ANSWER ONE. That the metaphor of being 'dead in trespasses and sins' cannot warrant our saying anything of unregenerate persons which may properly be affirmed of the dead, is evident from scripture and experience: for a dead body is void of all sense, whereas the unregenerate man is often under strong convictions, and a deep sense of his present misery. A dead man cannot awake himself out of the sleep of death, but God says to the spiritually-dead man, " Awake, thou that sleepest, arise from the dead, and Christ shall give thee life." (Ephesians 5:14) A dead man cannot hear, but to the spiritually-dead God says, "Hear, and your souls shall live." (Isaiah 55:3) And, lastly, it would be absurd to exhort a dead body to turn about and live; whereas God thinks it not incongruous to say to persons spiritually-dead, "turn yourselves, and ye shall live." (Ezekiel 18:32, 33:1)

Moreover good Christians are said to be ' dead to sin,' (Romans 6:2, 6, 7, 11) dead to the law, (Galatians 2:19) dead and crucified to the world. (Galatians 6:14) Now if hence we cannot truly argue that they cannot sin at all; that they can do nothing relating to the world, or could do nothing relating to the law, as St. Paul in compliance with the Jews, still did; neither can we argue from the metaphor of being 'dead in trespasses and sins,' that after God's call to hear and live, his excitation by all the motives and incitements of his word and Spirit, we can do nothing in obedience to these calls, and in compliance with these motions of his word and Spirit.

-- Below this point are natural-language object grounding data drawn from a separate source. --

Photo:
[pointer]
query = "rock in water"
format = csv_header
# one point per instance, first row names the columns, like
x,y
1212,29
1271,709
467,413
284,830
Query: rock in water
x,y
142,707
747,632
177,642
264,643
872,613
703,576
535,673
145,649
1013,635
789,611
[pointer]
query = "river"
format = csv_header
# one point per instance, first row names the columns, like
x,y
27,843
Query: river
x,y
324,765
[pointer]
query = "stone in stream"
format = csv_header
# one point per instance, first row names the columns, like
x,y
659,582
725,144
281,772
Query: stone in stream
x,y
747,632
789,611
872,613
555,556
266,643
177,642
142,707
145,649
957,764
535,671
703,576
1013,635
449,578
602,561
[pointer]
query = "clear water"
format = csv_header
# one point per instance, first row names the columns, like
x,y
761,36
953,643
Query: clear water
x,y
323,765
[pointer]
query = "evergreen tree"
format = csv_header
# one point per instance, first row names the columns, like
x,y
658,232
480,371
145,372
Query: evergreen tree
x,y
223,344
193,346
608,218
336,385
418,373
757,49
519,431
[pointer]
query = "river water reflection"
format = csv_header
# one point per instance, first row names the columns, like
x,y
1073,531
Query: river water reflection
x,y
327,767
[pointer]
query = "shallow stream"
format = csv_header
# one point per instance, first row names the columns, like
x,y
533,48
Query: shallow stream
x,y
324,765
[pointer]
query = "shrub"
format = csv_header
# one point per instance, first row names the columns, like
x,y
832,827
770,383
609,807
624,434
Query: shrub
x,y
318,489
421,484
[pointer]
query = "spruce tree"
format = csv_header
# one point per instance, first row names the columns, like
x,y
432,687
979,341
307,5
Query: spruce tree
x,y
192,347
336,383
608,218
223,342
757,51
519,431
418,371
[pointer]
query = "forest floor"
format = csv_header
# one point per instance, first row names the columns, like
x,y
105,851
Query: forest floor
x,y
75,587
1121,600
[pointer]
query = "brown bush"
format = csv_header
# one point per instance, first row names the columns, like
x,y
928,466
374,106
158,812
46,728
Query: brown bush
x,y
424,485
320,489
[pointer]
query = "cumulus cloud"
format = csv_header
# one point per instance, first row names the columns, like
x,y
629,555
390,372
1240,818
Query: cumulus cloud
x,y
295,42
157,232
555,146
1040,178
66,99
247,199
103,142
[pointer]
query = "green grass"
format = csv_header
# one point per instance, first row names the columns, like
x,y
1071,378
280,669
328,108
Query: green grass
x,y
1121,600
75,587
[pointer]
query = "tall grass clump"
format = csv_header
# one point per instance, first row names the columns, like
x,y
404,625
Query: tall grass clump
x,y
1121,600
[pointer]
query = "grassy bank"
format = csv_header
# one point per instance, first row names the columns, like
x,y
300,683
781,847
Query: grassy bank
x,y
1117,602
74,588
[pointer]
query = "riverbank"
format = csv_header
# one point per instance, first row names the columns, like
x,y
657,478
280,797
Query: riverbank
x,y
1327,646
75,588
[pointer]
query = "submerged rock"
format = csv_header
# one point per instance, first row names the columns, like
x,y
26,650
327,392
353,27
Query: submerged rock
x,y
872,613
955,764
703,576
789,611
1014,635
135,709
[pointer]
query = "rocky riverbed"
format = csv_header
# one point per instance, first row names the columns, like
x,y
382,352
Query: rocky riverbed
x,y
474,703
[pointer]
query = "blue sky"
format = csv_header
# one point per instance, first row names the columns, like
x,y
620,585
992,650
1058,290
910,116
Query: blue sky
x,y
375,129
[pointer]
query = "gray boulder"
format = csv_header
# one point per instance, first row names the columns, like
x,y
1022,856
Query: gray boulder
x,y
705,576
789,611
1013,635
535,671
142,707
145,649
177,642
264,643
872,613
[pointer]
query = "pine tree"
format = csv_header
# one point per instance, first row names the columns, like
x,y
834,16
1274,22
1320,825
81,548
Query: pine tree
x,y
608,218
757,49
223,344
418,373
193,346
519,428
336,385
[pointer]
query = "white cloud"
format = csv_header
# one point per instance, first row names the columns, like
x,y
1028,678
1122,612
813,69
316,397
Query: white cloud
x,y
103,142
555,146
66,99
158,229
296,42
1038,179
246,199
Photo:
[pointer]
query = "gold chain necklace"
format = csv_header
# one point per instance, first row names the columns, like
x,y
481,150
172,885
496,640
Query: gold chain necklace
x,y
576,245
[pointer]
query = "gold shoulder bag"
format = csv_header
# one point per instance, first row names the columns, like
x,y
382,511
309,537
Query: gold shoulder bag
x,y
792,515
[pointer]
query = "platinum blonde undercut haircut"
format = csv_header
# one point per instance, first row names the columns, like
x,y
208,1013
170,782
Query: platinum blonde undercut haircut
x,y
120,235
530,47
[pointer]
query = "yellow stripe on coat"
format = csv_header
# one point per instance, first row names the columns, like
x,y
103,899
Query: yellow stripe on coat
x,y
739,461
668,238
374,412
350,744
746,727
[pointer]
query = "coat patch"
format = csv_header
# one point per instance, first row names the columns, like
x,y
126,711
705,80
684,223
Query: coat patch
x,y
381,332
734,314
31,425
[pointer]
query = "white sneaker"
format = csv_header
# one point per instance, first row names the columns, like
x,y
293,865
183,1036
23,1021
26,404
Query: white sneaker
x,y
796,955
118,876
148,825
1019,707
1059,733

ANSWER SECOND. This argument offends against the first general rule laid down before, for both the places cited concern only the Gentile world, held under the government of Satan, and living according to the evil spirit, which works in the children of disobedience.' (Ephesians 2:2) And the same persons are said to be dead in sins, and in the ' uncircumcision of the flesh,' which put them out of a covenant-relation to God; and so their quickening must consist in their conversion from that darkness in which the Heathens lay, into the light of the gospel, and from the service of Satan to the service of the true God. But this was not the state of the Gentile made a proselyte of justice, or of the Jew, and much less of the baptized Christian; and so we cannot argue from those words which do so certainly relate unto the worst of Heathens, that this must be the natural estate of all men, or that the same power is requisite to convert the unregenerate Christian and the worst of Heathens.